CovidCTSegmentation

This is the final project from the course "Advanced Machine Learning" at th University of Heidelberg in the summer semester 2021.

In this project, we use deep learning to segment Covid CT scans. The project aims to reproduce the paper "COVID-19 lung CT image segmentation using deep learning methods: U-Net versus SegNet" by Adnan Saood and Iyad Hatem. Besides that, additional experiments were performed to further investigate the potential of deep learning in Covid Segmentation.

This readme should mainly explain how to run the code in our repository. For the theoretical background, a report has been written that explains the methods and results more in detail. If you are interested in the theoretical background and our results, please contact one of the team members.
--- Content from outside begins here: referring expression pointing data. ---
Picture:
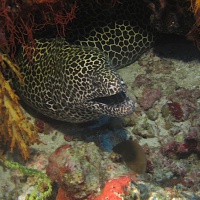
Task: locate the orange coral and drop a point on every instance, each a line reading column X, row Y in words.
column 115, row 189
column 15, row 129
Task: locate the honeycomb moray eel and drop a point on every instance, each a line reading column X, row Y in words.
column 77, row 81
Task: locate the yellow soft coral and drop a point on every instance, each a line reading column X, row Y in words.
column 15, row 129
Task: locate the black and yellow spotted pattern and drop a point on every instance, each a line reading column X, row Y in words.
column 77, row 81
column 66, row 83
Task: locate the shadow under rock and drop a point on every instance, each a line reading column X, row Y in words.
column 177, row 47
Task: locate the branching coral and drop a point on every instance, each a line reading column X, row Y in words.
column 20, row 21
column 15, row 129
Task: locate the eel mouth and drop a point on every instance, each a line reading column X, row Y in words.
column 115, row 105
column 112, row 100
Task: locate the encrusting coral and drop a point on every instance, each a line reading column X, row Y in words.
column 15, row 129
column 43, row 187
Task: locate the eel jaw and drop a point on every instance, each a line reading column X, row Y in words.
column 115, row 105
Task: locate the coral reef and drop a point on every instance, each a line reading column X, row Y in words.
column 175, row 16
column 15, row 129
column 81, row 166
column 20, row 22
column 43, row 187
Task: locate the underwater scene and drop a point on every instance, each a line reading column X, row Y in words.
column 100, row 100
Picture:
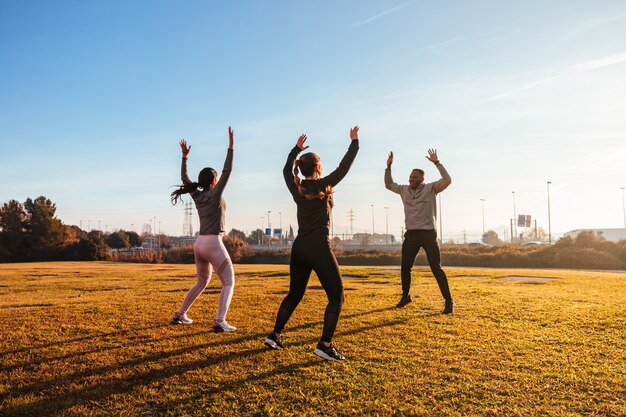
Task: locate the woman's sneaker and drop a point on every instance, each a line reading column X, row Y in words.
column 274, row 341
column 181, row 319
column 223, row 326
column 328, row 352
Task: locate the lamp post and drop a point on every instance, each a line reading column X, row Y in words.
column 372, row 222
column 549, row 215
column 387, row 224
column 514, row 225
column 269, row 226
column 262, row 232
column 483, row 203
column 623, row 205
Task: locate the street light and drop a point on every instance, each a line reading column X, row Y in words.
column 387, row 224
column 549, row 216
column 483, row 203
column 623, row 206
column 269, row 226
column 514, row 225
column 261, row 234
column 372, row 222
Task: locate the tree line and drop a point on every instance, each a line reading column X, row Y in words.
column 30, row 231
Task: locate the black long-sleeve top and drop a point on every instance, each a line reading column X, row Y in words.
column 209, row 202
column 314, row 214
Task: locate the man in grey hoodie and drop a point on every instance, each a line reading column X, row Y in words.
column 420, row 217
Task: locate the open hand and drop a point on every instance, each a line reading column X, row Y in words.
column 390, row 159
column 300, row 143
column 184, row 148
column 432, row 156
column 354, row 133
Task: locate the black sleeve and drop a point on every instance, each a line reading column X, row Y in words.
column 228, row 167
column 288, row 170
column 337, row 175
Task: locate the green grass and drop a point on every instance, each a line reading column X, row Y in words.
column 92, row 339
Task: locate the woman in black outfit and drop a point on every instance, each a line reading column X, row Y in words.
column 311, row 249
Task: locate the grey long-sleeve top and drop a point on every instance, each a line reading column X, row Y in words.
column 209, row 202
column 420, row 203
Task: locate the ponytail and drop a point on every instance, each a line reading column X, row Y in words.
column 183, row 189
column 301, row 190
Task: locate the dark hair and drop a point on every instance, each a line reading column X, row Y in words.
column 307, row 164
column 205, row 178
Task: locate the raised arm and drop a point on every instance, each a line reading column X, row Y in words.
column 183, row 168
column 338, row 174
column 288, row 168
column 445, row 180
column 389, row 184
column 228, row 163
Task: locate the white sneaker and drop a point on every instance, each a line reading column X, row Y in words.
column 181, row 319
column 223, row 327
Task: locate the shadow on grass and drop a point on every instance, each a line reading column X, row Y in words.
column 54, row 402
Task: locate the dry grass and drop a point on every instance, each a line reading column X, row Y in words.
column 92, row 339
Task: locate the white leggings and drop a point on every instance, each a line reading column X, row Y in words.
column 210, row 253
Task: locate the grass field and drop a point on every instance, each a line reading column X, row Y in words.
column 93, row 339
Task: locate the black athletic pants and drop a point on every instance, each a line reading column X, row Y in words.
column 313, row 254
column 413, row 241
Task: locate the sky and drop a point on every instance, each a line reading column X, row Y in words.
column 95, row 95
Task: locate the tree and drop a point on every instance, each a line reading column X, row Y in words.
column 134, row 239
column 118, row 240
column 43, row 228
column 13, row 231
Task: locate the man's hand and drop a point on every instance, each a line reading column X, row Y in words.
column 432, row 156
column 300, row 142
column 231, row 138
column 390, row 160
column 184, row 148
column 354, row 133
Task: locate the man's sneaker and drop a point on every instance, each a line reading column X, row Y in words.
column 449, row 308
column 404, row 301
column 274, row 341
column 223, row 326
column 328, row 352
column 181, row 319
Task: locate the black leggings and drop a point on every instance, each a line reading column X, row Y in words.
column 313, row 254
column 413, row 241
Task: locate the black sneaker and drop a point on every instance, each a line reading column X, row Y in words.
column 449, row 308
column 328, row 352
column 274, row 341
column 404, row 301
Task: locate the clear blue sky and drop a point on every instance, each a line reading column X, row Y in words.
column 95, row 95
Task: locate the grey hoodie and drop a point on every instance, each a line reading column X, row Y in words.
column 420, row 204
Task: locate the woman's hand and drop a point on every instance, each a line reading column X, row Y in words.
column 354, row 133
column 184, row 148
column 390, row 160
column 300, row 142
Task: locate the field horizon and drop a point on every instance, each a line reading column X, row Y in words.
column 92, row 338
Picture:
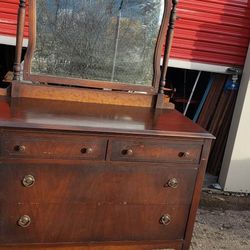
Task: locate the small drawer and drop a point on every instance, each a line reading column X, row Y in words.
column 53, row 146
column 79, row 222
column 178, row 151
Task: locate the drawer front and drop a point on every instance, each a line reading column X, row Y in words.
column 39, row 145
column 78, row 222
column 97, row 183
column 156, row 151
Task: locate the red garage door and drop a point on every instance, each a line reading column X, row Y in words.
column 212, row 31
column 8, row 21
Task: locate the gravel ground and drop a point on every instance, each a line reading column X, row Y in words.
column 221, row 230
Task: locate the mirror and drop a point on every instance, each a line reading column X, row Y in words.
column 102, row 40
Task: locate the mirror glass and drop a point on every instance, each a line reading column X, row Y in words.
column 104, row 40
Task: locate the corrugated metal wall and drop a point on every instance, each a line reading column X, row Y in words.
column 212, row 31
column 8, row 18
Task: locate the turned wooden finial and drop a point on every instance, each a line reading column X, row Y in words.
column 169, row 38
column 19, row 39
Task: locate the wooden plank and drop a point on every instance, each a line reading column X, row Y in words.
column 81, row 95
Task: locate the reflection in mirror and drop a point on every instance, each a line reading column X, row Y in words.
column 107, row 40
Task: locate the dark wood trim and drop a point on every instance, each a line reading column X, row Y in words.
column 88, row 83
column 92, row 83
column 32, row 39
column 161, row 103
column 169, row 39
column 19, row 39
column 197, row 193
column 160, row 43
column 143, row 245
column 50, row 92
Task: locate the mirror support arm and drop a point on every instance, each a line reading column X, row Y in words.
column 168, row 44
column 19, row 39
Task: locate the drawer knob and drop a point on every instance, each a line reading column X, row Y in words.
column 127, row 152
column 24, row 221
column 173, row 183
column 165, row 219
column 183, row 154
column 86, row 150
column 20, row 148
column 28, row 180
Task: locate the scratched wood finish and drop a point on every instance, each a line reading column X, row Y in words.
column 144, row 245
column 73, row 116
column 104, row 202
column 53, row 146
column 92, row 183
column 156, row 150
column 79, row 222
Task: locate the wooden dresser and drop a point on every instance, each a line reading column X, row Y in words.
column 90, row 176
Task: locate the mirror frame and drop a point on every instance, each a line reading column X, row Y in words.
column 153, row 89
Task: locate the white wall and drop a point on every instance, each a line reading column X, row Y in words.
column 235, row 173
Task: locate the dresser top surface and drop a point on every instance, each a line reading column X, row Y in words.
column 86, row 117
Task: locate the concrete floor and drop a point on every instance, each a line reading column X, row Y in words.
column 221, row 230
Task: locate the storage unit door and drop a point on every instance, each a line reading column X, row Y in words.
column 212, row 31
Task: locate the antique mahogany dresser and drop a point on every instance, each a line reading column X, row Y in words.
column 92, row 156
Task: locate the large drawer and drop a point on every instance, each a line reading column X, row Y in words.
column 53, row 146
column 94, row 183
column 77, row 222
column 147, row 150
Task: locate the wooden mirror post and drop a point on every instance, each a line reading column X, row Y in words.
column 161, row 98
column 19, row 39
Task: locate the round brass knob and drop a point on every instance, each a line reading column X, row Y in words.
column 28, row 180
column 24, row 221
column 173, row 183
column 20, row 148
column 127, row 152
column 86, row 150
column 183, row 154
column 165, row 219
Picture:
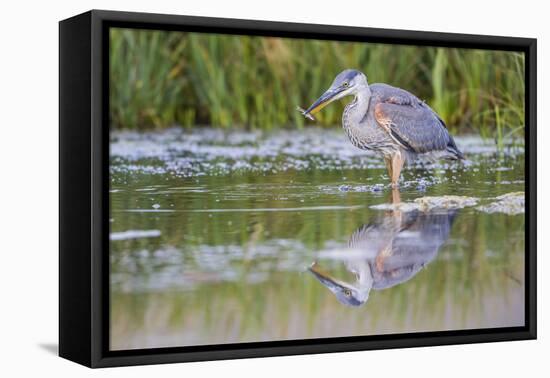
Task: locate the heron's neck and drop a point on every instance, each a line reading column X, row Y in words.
column 363, row 273
column 356, row 110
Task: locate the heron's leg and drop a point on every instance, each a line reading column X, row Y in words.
column 387, row 160
column 396, row 164
column 395, row 196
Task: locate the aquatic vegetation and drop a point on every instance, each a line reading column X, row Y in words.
column 160, row 79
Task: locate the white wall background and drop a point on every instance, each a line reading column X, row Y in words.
column 28, row 187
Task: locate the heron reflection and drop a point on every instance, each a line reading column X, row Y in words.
column 386, row 252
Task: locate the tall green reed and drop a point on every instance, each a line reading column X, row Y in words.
column 160, row 79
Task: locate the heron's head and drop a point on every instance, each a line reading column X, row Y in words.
column 348, row 82
column 344, row 292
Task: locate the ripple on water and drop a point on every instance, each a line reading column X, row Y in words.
column 213, row 152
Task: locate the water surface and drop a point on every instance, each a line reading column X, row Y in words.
column 213, row 234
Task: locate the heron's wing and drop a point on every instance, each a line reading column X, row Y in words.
column 412, row 124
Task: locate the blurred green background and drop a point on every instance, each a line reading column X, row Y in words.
column 160, row 79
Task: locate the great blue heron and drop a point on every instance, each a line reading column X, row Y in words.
column 388, row 120
column 387, row 252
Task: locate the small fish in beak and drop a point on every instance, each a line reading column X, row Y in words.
column 305, row 113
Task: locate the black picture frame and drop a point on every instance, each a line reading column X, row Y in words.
column 84, row 205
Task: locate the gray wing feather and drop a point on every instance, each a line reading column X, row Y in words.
column 409, row 121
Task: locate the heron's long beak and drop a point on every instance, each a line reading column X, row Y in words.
column 331, row 283
column 325, row 99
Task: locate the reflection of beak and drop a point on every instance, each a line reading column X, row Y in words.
column 325, row 99
column 331, row 283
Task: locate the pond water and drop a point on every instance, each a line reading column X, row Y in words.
column 225, row 237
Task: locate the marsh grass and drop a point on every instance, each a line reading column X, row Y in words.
column 160, row 79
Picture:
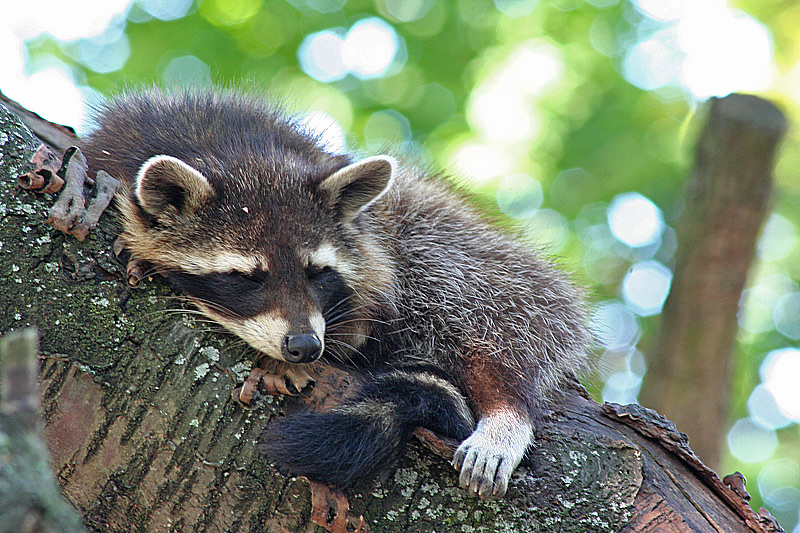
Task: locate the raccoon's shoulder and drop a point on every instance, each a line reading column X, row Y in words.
column 210, row 130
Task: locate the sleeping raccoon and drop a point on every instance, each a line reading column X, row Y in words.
column 367, row 263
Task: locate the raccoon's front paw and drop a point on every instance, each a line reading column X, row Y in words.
column 290, row 382
column 489, row 456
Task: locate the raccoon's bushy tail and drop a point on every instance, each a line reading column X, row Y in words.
column 368, row 432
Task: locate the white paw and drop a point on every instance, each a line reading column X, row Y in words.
column 489, row 456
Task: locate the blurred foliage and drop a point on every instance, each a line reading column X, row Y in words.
column 591, row 134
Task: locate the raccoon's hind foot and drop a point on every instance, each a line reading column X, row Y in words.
column 489, row 456
column 287, row 380
column 331, row 510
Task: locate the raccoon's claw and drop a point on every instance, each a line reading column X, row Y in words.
column 489, row 456
column 484, row 471
column 293, row 382
column 299, row 380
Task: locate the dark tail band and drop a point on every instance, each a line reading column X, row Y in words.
column 368, row 432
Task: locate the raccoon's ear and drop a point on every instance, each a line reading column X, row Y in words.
column 354, row 187
column 166, row 187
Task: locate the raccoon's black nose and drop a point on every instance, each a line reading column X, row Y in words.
column 301, row 348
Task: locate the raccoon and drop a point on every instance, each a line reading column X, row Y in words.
column 367, row 262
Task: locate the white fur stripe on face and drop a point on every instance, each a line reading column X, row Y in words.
column 213, row 263
column 264, row 332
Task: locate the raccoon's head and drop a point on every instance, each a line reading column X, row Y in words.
column 276, row 255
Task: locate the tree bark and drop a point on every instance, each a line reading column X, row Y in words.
column 727, row 202
column 144, row 434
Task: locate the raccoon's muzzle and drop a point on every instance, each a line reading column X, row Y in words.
column 304, row 348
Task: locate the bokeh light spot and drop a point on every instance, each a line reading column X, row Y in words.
column 750, row 442
column 646, row 286
column 634, row 220
column 780, row 371
column 369, row 48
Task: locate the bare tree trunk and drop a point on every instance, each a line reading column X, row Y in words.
column 145, row 437
column 728, row 199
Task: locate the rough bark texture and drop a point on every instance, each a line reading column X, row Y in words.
column 145, row 437
column 29, row 496
column 728, row 200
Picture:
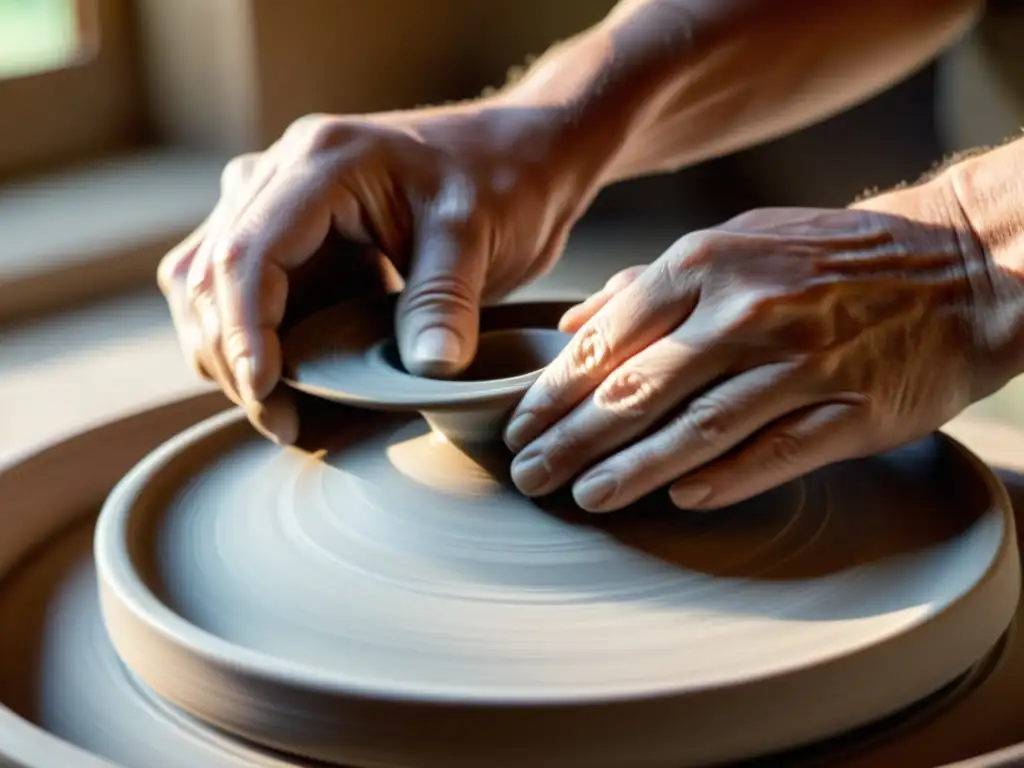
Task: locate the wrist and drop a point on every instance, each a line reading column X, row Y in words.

In theory, the code runs on GPU as well as on CPU. However, we would strongly recommend to run the training on a GPU as it takes very long otherwise.

Team Members

Kim-Celine Kahl
[email protected]

Miguel Heidegger
[email protected]

Sophia Matthis
[email protected]

Setup

Clone the repository in your preferred directory

git clone https://github.com/kck278/CovidCTSegmentation.git

Install the required packages. We auto-generated a requirements.txt file from the conda environment that we used to run our code. You can install all these required packages via
```
conda install requirements.txt
```
or
```
pip install requirements.txt
```
Download the dataset. We used the COVID-19 CT segmentation dataset. In the paper we tried to reproduce, only the first dataset on this website was used, which can be found in the section "Download data". However, we also implemented the possibility to extend the dataset with "Segmentation dataset nr. 2".
The preprocessed data is also pushed in this repository, so if you cloned the whole repository you might not need to execute this step. But if you also want to execute the preprocessing steps, you need to download the original NIfTI from the mentioned website and place the training images named as tr_scan.nii.gz in data/images/nifti/scan, the training masks named as tr_mask.nii.gz in data/images/nifti/mask and the lung masks named as tr_lung_mask.nii.gz in data/images/nifti/lung_mask.
For the extended dataset you need to do the same, except that the downloaded NIfTI files must go in a subdirectory named extended e.g. data/images/nifti/mask/extended for the training masks.

Preprocess the dataset

In theory, the preporcessed data is already pushed to this repository. Therefore, you should normally not need to preprocess the dataset. If you want to apply the preprocessing steps anyways (because you want to reproduce the results or want to use other data), you can run the code in data/convert_nifti.py. This was implemented to separate single slices from compressed NIfTI files and convert them to png. At the bottom of the file, you can see function calls how we used the code, however, you most likely need to modify this for your use case. If you have troubles with this, feel free to contact one of the contributors of this project.

Train a model

Run training with a standard Train/ Validation/ Test split

Training a model is done by running file trainer.py. In the command line parameters can be passed in to determine the training parameter.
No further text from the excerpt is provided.